As in other Western advanced countries, habitual entrepreneurship is common in transition and developing countries (Smallbone and Welter 2001; Akhter et al. 2016), including Vietnam. There are numerous avenues where further research is required to fully understand the theoretical and phenomenon-based aspects of both types of habitual entrepreneurship. Although we believe that the key findings of our study (i.e., habitual entrepreneurs possess higher entrepreneurial skills, higher business quality, and longer survival duration) could be generalized across other transition countries, their development might be limited by unstable macroeconomic conditions and weak institutional mechanisms. In fact, it is largely acknowledged in the relevant literature that the institutional environment and the entrepreneurial ecosystem play important roles for shaping entrepreneurial behavior also in transition economies (Acs et al. 2008; Carbonara et al. 2016). Based on our and previous findings, we therefore plan to extend our research in three directions.
First, we would like to investigate how both formal and informal institutions influence the occupational choice of entrepreneurs. Second, we plan to analyze the linkage between habitual entrepreneurship and productive entrepreneurship with the aim of shedding light on how habitual entrepreneurs produce growth and contribute to the national economic development. Our model can in fact be further generalized to provide testable predictions about capital accumulation and firm growth/size.
Third and most important, we would like to study the case of entrepreneurs bouncing back from business failure. In the present analysis, we have not distinguished the motivations pushing an entrepreneur to become serial: learning from failure, experimenting with luck, or truly exploiting a newly recognized opportunity. This will be a promising field for future research.
Notes
Scholars have mostly explored either the choice between entering entrepreneurship for the first time and engaging in paid employment (Evans and Leighton 1989; Parker 2009; Santarelli et al. 2009) or habitual entrepreneurship in general without distinguishing between serial and portfolio (Lafontaine and Shaw 2016).
With the exception of Plehn-Dujowich (2010), who, however, does not consider portfolio entrepreneurship.

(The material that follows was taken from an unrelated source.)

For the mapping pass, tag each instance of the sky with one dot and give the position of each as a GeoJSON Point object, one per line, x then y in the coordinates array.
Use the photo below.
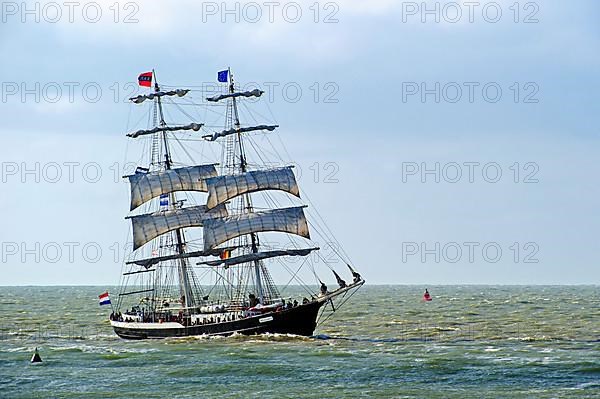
{"type": "Point", "coordinates": [443, 142]}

In particular, Parker (2014) analyzes how an entrepreneur’s recognition and exploitation abilities impact on the variance and the mean of the payoffs generated by their entrepreneurial activity. He finds that (i) higher opportunity-exploitation ability is associated with portfolio entrepreneurship rather than with serial and novice entrepreneurship (see also Parker and van Praag 2010); (ii) a sequence of opportunities whose returns covary negatively (diversifying opportunities) promotes portfolio entrepreneurship at the expense of both novice and serial entrepreneurship; (iii) synergies between successive opportunities promote portfolio entrepreneurship over novice entrepreneurship, unless the initial opportunity is sufficiently valuable; and (iv) individuals with low (moderate) (high) risk aversion are more likely to be serial (portfolio) (novice) entrepreneurs, respectively (for experimental lines of evidence, see Koudstaal et al. 2016).
These are: “Accessing, multiplying, redeploying, incubating, decoupling, aligning, complementing, and coupling” (Baert et al. 2016, p. 354).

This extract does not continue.